Smart Unpacking Research

After attending this presentation, attendees will learn new methods, developed by author, to elicit as well as validate structure and content using mathematically-based techniques. Attendees will not only learn the details of the methods, but also their development and use to date for accomplishing the objectives of the NSRL – to provide more fileidentifying information and to validate the accuracy and completeness with which that information has been extracted. This presentation will impact the forensic community by introducing new methods for analyzing and thinking about the issues of content analysis, data extraction, and measurement of these operations. This work presupposes that digital content can be characterized and classified according to mathematical properties and structures. How this can form the basis for new kinds of analyses as well as a foundation for validation and measurement of the structures discovered will be discussed.

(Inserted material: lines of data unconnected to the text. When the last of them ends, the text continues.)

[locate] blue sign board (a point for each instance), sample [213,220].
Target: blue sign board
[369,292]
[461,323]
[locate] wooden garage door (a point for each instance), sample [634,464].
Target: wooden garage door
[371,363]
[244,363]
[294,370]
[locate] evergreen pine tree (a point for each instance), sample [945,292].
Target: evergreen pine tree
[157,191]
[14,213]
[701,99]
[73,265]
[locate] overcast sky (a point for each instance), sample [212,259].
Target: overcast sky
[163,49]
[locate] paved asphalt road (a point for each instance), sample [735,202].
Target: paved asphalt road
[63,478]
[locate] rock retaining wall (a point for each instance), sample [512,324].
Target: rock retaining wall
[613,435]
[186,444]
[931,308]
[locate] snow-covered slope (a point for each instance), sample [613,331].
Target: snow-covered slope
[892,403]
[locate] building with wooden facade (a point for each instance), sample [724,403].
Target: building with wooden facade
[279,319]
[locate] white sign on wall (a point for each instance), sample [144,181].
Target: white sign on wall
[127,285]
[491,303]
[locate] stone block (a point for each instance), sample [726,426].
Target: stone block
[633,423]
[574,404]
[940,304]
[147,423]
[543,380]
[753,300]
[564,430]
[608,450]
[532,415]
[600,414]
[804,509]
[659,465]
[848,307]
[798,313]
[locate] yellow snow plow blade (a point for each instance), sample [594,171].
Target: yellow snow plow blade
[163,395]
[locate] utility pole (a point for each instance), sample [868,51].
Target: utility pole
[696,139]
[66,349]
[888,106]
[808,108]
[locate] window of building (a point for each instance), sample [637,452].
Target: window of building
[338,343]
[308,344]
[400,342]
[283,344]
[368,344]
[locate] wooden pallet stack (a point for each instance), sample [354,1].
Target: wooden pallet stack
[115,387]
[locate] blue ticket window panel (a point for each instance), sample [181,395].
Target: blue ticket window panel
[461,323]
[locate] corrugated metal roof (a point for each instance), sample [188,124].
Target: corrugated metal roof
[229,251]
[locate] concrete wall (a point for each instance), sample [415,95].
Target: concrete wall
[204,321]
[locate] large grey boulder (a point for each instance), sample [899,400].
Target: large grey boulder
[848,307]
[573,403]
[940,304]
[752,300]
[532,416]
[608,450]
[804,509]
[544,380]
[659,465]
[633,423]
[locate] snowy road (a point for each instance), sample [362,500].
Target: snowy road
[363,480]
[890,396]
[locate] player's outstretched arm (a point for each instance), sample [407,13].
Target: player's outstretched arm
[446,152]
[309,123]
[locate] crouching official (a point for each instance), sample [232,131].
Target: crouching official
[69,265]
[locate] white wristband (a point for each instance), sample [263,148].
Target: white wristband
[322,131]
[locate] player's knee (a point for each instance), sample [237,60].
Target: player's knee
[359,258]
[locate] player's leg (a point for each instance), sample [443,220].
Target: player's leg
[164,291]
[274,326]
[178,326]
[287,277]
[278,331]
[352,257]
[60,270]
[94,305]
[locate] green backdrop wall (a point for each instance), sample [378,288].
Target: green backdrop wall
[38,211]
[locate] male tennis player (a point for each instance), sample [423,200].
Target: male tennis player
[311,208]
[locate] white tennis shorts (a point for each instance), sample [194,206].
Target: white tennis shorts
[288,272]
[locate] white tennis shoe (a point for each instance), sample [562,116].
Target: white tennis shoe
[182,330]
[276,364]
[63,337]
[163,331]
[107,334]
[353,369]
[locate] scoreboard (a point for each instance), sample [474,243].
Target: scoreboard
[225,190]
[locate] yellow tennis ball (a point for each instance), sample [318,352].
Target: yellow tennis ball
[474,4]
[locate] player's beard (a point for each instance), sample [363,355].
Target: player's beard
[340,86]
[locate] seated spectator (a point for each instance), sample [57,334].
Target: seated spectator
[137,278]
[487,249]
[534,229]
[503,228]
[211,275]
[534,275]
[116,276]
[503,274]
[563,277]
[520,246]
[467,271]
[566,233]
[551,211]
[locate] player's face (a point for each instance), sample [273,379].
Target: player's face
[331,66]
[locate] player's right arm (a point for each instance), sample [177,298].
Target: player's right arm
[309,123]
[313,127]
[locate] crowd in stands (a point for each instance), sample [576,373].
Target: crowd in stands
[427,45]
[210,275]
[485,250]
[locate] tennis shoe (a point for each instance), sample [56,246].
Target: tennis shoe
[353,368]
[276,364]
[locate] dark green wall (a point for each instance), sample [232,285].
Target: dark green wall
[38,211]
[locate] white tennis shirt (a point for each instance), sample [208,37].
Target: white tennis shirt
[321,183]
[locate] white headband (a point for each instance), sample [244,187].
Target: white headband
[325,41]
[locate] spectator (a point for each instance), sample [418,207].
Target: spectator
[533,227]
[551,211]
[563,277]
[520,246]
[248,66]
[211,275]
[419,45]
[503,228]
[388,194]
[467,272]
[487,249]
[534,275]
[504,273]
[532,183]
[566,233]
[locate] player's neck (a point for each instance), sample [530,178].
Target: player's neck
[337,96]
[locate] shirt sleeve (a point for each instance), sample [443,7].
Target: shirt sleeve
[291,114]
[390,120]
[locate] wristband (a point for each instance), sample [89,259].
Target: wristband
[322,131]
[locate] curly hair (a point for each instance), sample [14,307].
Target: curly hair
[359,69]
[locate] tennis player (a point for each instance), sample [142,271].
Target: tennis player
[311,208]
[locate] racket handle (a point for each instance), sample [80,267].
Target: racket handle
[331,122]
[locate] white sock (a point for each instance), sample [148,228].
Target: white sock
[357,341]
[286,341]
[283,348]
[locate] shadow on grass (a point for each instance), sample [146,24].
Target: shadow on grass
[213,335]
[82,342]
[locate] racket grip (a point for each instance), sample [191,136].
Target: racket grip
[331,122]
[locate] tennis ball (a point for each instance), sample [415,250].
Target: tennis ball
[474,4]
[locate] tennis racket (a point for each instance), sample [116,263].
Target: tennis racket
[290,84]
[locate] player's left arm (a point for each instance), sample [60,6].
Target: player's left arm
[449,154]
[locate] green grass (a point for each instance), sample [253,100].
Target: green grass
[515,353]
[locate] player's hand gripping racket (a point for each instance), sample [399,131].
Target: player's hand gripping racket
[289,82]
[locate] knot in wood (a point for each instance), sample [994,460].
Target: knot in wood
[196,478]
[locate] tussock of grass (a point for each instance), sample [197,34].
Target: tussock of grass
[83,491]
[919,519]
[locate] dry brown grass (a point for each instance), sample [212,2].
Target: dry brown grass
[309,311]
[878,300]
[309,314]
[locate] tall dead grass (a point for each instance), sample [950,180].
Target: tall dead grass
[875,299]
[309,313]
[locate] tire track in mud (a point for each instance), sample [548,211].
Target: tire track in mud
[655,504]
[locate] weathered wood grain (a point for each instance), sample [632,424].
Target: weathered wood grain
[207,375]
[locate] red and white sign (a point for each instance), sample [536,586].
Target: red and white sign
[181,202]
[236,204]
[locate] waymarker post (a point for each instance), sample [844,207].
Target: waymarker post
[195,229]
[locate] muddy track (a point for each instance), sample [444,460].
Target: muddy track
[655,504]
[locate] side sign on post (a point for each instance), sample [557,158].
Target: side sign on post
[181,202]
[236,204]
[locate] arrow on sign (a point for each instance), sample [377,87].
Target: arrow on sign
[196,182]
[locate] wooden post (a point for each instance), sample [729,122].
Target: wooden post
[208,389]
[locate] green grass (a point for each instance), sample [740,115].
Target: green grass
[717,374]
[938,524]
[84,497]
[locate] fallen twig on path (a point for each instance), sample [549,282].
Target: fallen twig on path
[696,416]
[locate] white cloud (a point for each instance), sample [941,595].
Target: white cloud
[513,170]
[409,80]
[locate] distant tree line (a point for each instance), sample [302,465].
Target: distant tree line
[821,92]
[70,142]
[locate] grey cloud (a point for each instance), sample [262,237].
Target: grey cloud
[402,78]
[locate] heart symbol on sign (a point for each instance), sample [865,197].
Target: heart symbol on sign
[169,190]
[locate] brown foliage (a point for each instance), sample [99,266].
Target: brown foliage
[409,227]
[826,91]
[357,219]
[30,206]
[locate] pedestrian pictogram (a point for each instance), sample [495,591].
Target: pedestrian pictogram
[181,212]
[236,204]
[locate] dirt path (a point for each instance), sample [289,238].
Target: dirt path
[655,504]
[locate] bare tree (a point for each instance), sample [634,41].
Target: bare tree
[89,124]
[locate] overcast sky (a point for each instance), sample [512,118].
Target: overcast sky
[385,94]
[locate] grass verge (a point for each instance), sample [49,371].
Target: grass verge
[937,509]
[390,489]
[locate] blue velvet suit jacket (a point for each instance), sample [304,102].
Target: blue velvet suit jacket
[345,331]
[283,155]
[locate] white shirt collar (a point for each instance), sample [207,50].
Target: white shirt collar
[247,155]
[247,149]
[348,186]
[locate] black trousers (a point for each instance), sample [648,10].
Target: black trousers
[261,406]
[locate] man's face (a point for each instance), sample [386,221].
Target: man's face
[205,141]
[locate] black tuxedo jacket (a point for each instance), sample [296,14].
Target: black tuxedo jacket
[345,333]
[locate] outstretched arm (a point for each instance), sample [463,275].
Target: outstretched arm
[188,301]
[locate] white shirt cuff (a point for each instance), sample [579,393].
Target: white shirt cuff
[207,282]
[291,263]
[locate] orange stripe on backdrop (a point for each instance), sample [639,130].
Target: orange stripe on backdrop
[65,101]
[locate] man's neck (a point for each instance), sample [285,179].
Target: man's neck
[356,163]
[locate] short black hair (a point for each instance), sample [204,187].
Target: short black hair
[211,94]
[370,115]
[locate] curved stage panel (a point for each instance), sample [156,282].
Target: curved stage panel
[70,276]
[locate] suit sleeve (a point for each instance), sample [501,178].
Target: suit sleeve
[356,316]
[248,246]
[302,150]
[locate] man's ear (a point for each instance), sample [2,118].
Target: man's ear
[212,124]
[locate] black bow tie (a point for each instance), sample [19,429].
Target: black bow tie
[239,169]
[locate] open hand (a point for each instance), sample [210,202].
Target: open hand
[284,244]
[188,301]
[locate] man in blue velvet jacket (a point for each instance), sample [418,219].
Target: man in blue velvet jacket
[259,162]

The idea of unpacking content from within another structure is a very general notion.

It encapsulates a large portion of the activity in computer forensics to date. The National Software Reference Library (NSRL) Project was formed to reduce the workload of investigators as they sought to separate what files constituted evidence of user activities and what files did not. The NSRL provides databases of file-identifying information (FII) for the purposes of reducing the number files that must be investigated, among other things. A large portion of the work involved in providing this data is performed by unpackers – tools and methods utilized to extract embedded files from compound files such as archives, compressed files, and so forth. Extracting such files increases the amount of file-specific information that may be provided. The rate of appearance of new compound structures often exceeds that of corresponding unpacking methods. This is largely due to the fact that most unpacking is performed by pre-written tools that understand these structures and can extract their contents for processing. This problem also reflects a more general problem in forensics: accurate comprehension

and/or extraction of embedded content in a timely manner. This problem is often addressed in a largely manual, time-consuming manner by those who create unpackers. In addition to the time lag introduced by these methods, there are few, if any, methods for validating the accuracy or completeness of their unpacking functions. Thus, users are often left to settle for whatever is provided to them. Smart unpacking research was born to address these issues in a new way. The problems are addressed mathematically by identifying and locating the invariant meta-patterns of digital content. This allows the characterization and extraction of embedded content without necessarily requiring pre-written unpackers.

These methods are also utilized to form measurements as to the completeness and accuracy of a given unpacking method for a given compound file or meta-structure. This research, although new, has yielded some very promising results that suggest not only the soundness of the concept but perhaps a new approach to these problems in general. This talk presents the findings to date and demonstrates their use in practice.